The program was set to run out of money this month. Under the agreement, Welvista, a charitable group set up by pharmaceutical companies, will provide drugs to 6,500 patients till April, when the next round of federal funding is set to arrive.
The health department has enough money to provide for the remainder of the more than 10,000 patients who currently rely on the program, according to department spokeswoman Michelle Dahnke.
Dahnke said the new system should be up and running by Feb. 14, but officials are still working out the logistics.
“They’ve been in meetings pretty much nonstop with all the different parties,” including Welvista, drug companies, pharmacies, and county health departments, she said.
Officials have been working around the clock to find a solution to the funding crisis.

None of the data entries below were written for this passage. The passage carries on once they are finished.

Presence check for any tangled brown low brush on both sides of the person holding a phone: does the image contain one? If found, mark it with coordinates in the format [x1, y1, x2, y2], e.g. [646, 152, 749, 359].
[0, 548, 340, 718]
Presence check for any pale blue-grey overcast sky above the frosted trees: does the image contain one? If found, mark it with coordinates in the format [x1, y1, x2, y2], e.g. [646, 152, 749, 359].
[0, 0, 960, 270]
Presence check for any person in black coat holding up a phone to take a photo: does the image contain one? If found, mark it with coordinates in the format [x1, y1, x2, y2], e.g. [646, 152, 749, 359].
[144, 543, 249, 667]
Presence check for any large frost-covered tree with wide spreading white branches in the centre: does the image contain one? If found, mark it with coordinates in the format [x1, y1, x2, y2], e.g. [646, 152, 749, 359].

Drug companies were worried about setting a precedent in which states would rely on the industry to fill gaps created by funding shortfalls, according to people familiar with the negotiations.
“It took a lot of convincing,” said Murray Penner of the National Association of State and Territorial AIDS Directors, who helped broker the agreement.
Groups like Welvista already provide medication to patients on waiting lists for drug assistance programs, which have been growing since states starting limiting access this year because of funding shortfalls.
Demand for the programs, which provide medication to the uninsured and the working poor, has been rising, fueled by a slow economy.
Daniel Montoya of the National Minority AIDS Council said there are concerns among patients and advocates that funding shortfalls may be “taxing the private infrastructure.” How long will private companies be able to provide drugs to a growing number of uninsured patients unable to get government assistance?
Montoya said the council, along with other groups, is pushing for a $100 million increase in federal funding for AIDS Drug Assistance Programs, which would help bring patients off waiting lists and prevent future shortages.
Florida has “by far the worst situation,” accounting for nearly half the patients on waiting lists nationwide, he added.
Lynda Dee, a spokeswoman for the Fair Pricing Coalition, which was involved in the negotiations with Welvista, said Florida provides a relatively low-level state funding — $9.5 million, roughly equal to 10 percent of the funds it receives from the federal government — while many other states provide 20 percent or more.
The state has found a solution to the current funding gap, but “the bigger problem” is that in a matter of months, “Florida is going to have this happen again,” she said.
“This is only a quick, temporary Band-Aid,” said Michael Rajner, a Florida HIV/AIDS advocate who himself relies on the program for medication. “This will happen again next year if the state doesn’t provide more money.”